Try membuka presentasi dengan kisah hidupnya. Lahir dari keluarga tentara, Try kecil harus berpindah dari satu kota ke kota lain akibat serbuan Belanda ke Surabaya. Dia pernah tinggal di Sidoarjo, Mojokerto, dan Kediri, terutama saat masih kanak-kanak. Hidup sulit di masa penjajahan dan masa perang revolusi menuntut Try berpikir kreatif. Saat Subandi, bapaknya, pergi berperang, Try hidup bersama Mardiyah, ibunya. Karena itu, untuk menyambung hidup, Try lantas berjualan air dalam kendi, rokok, hingga koran di kereta api dan pasar.
”Pada usia 13 tahun, barulah saya bisa bertemu kembali dengan bapak di Kediri,” ujar tokoh yang sulit menghilangkan kebiasaan mengucap akhiran ”ken” –seperti yang dilakukan atasannya dulu, Presiden Soeharto– itu.
Hidup bersama para tentara di kesatuan angkatan darat membuat jiwa nasionalismenya bergolak.
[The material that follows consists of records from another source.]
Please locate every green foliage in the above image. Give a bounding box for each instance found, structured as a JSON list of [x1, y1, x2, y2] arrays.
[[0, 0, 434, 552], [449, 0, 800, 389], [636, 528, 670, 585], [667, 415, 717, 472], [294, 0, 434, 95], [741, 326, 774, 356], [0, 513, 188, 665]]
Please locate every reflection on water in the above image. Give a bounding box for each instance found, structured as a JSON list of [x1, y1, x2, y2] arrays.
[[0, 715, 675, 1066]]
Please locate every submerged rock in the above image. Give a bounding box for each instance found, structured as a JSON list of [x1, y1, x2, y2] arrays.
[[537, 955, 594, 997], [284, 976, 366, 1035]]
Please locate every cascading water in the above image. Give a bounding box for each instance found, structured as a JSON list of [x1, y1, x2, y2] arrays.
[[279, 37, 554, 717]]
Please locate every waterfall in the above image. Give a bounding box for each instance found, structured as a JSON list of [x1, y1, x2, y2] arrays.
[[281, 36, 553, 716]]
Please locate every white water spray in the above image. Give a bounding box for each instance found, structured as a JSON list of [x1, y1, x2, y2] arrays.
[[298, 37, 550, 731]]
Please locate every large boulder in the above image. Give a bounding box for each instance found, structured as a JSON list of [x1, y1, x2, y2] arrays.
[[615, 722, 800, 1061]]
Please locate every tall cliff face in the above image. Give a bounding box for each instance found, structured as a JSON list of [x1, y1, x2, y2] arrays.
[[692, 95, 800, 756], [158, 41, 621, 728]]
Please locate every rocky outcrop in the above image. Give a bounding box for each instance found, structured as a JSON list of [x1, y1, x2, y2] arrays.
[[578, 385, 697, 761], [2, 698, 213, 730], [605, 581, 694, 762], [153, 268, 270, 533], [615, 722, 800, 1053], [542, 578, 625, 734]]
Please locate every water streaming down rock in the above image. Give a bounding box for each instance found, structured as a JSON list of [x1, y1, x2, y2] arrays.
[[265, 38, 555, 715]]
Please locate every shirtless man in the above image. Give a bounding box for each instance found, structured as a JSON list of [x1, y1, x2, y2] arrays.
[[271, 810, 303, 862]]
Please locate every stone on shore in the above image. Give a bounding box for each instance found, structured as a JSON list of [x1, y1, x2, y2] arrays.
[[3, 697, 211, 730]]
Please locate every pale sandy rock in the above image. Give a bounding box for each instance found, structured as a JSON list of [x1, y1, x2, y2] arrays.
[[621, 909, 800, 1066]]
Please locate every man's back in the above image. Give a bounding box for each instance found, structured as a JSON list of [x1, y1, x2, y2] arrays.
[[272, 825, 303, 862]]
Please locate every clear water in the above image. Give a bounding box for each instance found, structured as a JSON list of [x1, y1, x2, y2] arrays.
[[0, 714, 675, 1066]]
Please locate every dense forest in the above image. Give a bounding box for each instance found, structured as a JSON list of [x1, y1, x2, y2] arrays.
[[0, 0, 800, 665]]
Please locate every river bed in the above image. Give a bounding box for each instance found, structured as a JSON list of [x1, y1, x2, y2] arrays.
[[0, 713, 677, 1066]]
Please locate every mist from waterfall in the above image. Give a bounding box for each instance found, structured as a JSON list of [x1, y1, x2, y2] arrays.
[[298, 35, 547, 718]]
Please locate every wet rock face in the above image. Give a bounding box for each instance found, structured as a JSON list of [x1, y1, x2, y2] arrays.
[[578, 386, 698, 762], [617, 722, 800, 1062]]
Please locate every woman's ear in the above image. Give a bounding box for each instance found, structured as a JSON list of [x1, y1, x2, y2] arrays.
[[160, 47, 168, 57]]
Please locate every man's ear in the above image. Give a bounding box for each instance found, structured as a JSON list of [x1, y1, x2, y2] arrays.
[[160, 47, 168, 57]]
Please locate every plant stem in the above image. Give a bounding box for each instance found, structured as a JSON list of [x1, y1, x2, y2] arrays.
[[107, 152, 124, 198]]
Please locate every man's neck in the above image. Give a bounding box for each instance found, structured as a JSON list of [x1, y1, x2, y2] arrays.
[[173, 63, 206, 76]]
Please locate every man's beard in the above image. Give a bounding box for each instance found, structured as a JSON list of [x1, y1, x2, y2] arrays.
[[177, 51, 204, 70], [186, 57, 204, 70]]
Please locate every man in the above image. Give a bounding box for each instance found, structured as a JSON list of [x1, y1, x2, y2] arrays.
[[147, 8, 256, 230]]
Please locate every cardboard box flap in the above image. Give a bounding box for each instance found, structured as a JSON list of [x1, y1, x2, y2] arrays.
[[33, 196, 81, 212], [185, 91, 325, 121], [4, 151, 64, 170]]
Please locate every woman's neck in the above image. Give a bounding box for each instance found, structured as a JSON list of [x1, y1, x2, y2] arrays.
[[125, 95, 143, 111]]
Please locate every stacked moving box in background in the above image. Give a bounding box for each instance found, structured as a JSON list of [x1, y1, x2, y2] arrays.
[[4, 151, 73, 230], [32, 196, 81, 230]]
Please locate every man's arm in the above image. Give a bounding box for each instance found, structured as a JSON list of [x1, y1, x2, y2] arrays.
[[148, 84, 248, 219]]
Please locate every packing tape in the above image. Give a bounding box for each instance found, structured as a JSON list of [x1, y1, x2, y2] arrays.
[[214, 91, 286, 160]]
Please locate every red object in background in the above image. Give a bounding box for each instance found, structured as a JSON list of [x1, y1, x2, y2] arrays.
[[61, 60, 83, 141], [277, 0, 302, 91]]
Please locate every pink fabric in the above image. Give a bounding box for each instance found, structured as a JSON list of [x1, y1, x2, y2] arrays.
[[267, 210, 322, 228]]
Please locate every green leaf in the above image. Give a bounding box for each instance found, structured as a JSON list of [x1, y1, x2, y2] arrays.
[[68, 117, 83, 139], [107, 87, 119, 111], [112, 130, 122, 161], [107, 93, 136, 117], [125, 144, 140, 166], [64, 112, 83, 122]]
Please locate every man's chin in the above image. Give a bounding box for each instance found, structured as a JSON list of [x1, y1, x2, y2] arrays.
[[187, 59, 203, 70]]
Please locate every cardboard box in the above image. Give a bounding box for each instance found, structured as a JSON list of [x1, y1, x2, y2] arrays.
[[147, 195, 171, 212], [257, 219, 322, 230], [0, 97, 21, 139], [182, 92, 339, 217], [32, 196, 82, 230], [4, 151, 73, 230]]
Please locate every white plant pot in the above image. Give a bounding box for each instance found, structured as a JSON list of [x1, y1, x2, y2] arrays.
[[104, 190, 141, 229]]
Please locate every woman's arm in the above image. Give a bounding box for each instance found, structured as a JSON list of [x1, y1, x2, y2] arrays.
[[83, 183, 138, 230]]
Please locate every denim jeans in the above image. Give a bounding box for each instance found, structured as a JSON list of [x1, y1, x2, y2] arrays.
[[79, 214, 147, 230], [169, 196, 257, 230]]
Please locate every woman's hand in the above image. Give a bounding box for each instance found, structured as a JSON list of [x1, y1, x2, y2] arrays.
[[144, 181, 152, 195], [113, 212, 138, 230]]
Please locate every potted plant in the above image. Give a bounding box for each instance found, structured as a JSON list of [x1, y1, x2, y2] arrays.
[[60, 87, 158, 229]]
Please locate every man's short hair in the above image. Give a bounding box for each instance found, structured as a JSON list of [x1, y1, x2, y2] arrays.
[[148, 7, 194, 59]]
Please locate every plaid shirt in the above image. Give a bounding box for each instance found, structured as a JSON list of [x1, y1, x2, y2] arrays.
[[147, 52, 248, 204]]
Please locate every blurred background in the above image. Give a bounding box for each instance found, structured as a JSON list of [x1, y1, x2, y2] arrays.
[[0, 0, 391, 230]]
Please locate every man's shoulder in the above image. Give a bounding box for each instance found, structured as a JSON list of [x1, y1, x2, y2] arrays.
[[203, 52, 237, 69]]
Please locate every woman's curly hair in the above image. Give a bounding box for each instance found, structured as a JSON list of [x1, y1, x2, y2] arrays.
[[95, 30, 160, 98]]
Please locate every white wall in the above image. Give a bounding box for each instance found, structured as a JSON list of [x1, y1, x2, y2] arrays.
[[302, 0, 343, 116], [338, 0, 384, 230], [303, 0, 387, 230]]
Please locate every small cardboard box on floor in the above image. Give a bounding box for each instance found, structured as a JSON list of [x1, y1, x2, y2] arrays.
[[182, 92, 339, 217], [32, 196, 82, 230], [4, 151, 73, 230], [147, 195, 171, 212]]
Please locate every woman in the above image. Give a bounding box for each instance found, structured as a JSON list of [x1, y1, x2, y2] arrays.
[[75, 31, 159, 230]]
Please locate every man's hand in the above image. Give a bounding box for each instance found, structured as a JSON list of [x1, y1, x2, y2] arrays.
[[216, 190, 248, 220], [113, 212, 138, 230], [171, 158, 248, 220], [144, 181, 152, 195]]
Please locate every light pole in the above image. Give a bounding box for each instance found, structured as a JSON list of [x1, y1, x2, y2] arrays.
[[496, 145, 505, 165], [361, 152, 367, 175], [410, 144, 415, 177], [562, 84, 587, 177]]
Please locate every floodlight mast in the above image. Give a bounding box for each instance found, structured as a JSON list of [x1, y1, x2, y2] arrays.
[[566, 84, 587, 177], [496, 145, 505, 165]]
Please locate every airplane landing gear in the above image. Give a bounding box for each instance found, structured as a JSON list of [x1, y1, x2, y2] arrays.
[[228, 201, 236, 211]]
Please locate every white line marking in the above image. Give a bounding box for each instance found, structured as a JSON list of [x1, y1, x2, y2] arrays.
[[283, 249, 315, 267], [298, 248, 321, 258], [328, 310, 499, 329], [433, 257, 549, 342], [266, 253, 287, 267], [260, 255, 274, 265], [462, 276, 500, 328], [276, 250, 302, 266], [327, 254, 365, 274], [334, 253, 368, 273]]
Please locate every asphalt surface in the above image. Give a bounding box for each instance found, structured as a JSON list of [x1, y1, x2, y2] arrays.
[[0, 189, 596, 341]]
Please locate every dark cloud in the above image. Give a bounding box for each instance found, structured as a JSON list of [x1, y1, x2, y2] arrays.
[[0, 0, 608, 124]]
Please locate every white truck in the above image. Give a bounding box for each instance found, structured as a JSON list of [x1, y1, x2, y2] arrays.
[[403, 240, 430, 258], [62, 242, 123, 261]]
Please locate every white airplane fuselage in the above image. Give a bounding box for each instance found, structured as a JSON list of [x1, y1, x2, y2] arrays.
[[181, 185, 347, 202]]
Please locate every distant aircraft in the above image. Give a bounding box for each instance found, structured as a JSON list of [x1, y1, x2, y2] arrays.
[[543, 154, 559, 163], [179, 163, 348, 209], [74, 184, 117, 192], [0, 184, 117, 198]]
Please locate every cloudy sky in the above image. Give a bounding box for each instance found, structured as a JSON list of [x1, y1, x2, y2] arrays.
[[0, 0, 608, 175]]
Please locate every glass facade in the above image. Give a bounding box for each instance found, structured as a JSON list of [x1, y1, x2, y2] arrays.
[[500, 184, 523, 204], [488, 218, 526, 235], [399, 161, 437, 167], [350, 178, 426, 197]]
Di usia 13 tahun itulah Try mulai bergaul dengan para tentara Indonesia. Pekerjaannya mulai membersihkan sepatu dan senjata hingga bekerja di dapur menyiapkan makanan untuk para tentara. Keseriusan bekerja dan bakatnya di dunia militer membuat Try akhirnya mendapat tugas yang lebih berat. Tidak tanggung-tanggung, Try remaja sudah ditunjuk sebagai penyelidik dalam (PD) alias intelijen tentara. Tugasnya mengantarkan surat dari para tentara di Kediri ke para pejuang di Surabaya serta mengumpulkan informasi pergerakan tentara Belanda di Surabaya.
Dari Surabaya Try membawa obat-obatan antibiotik untuk tentara yang terluka di Kediri. Perjalanan berhari-hari ditempuhnya dari satu rumah persinggahan ke rumah persinggahan lainnya. Maklum, saat itu dia mesti mengendap-endap di persawahan untuk menghindari patroli tentara Marinir Belanda. ”Sebab, kalau tertangkap tentara Belanda, risikonya dibunuh, dibakar,” ungkapnya.
Kehidupan keras sebagai tentara itulah yang menempa mental dan karakter Try Sutrisno. Dia menyebutkan, sebagai tentara, hanya ada tiga kemungkinan saat berangkat ke medan pertempuran. ”Pulang dengan selamat, invalid atau cacat terkena peluru atau disiksa, dan dipulangkan dalam peti mati dengan selubung bendera Merah Putih,” ucapnya.
Mental dan karakter itulah yang melapangkan karir militernya hingga puncaknya menjabat wakil presiden. Try menuturkan, kuncinya adalah optimisme. Dia pun meminta generasi muda untuk percaya bahwa sukses bisa diraih siapa saja. Tidak memandang latar belakang apakah dari keluarga kaya atau miskin papa.